Days Gone PC

daysgone

The Good: Open world zombie menace.
The Bad: Some very questionable game mechanics.
The Ugly: Dodgy combat and enemy AI.

 

This is one of those games where I wish my keyboard came with a ‘meh’ key, which is truly disappointing to me for a number of reasons. For one, I could just hit the ‘meh’ key, turn in my review, and be done, and what could be simpler than that? Then I could go back to curating my extensive collection of Hello Kitty based pornography, you all could go on with whatever you were doing, and the earth could keep right on turning. Secondly, I’m an open world zombie guy. If that were an actual genre, that would be my genre. I dated a girl in college who was huge into vampires, but that turned out to be just because she liked giving hickies that drew blood, but zombies are my thing. Heck, I’m still playing Dying Light off and on. So to come across an open world zombie game as meh as Days Gone, that’s disappointing. Thirdly, I recall that Days Gone was one of those exclusive PS titles that, along with The Last of Us, very nearly drove me to buy a PS. And now here it is on the PC, and I feel kind of glad that I didn’t buy a PS just to play it.

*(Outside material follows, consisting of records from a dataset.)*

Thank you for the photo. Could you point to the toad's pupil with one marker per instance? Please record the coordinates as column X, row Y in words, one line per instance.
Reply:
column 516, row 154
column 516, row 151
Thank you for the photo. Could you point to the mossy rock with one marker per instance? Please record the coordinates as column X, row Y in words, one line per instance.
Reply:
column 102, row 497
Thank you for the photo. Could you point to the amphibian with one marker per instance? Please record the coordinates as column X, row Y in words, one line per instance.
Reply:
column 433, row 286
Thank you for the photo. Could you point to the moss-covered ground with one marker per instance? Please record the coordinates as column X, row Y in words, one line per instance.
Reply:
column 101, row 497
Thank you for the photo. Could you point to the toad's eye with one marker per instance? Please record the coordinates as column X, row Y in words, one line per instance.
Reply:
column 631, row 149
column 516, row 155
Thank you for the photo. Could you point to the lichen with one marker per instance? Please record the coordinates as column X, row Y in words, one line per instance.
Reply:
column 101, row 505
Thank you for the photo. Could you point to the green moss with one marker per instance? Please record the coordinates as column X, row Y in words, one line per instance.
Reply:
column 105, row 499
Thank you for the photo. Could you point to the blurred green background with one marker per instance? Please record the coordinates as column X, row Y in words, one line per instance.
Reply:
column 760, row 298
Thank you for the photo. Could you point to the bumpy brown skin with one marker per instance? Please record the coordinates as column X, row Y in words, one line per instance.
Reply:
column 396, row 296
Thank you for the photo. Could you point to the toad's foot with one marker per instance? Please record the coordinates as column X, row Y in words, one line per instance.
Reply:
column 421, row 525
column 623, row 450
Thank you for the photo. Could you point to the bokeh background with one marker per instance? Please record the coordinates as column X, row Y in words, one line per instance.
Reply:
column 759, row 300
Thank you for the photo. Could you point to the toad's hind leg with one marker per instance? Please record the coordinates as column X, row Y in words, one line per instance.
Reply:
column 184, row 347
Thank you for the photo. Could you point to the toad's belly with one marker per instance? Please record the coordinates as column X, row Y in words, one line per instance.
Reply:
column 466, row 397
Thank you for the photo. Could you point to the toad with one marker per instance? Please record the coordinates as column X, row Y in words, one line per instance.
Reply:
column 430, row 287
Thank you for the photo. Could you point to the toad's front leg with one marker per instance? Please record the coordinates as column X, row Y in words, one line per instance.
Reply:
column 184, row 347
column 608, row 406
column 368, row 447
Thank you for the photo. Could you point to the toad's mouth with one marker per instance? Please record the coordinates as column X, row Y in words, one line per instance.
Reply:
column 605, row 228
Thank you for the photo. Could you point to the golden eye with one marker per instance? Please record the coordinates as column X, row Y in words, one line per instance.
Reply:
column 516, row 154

Hmm. Perhaps that’s not really a disappointment.

 

So the world has gone to crap and everything has been overrun by zombies – that’s the way these things always start, and I’m fine with that. The hows and the wherefores are not really important, to either me or the story. When the game begins in earnest, beyond all the opening cinematics of everything going to crap, several years have passed, and you and a friend are on motorcycles scrounging out a living in the Pacific Northwest. From the geography, it could be almost any mountainous, forested area – Pacific Northwest, Appalachia, Vermont, Maine, New Hampshire, or thereabouts. From a narrative perspective, the only thing important about the area is that it is sparsely settled with limited structures and lots of trails for motorcycling. The beauty of this region is where the game excels. There are trees and little brooks and some snow here and there – gorgeous. Structures you come across look believably dilapidated for the post-apocalyptic world. You and your friend are pretty well set up, with a clubhouse situated in an old fire tower surrounded by fencing. You’re safe inside, and there’s gasoline to refuel your bikes. The game doesn’t get into where this gasoline comes from, why it is still good after all of these years, and why you never seem to run out, but just go with it. Food also never comes into the gameplay, so you’ve got endless food and gasoline in your watchtower, and it’s unclear why you would ever go outside at all – but again, I guess, just go with it. I think the game design shows good restraint in that there are enough interesting things to do and look at, while at the same time feeling appropriately desolate for the mostly unpopulated area it is set in.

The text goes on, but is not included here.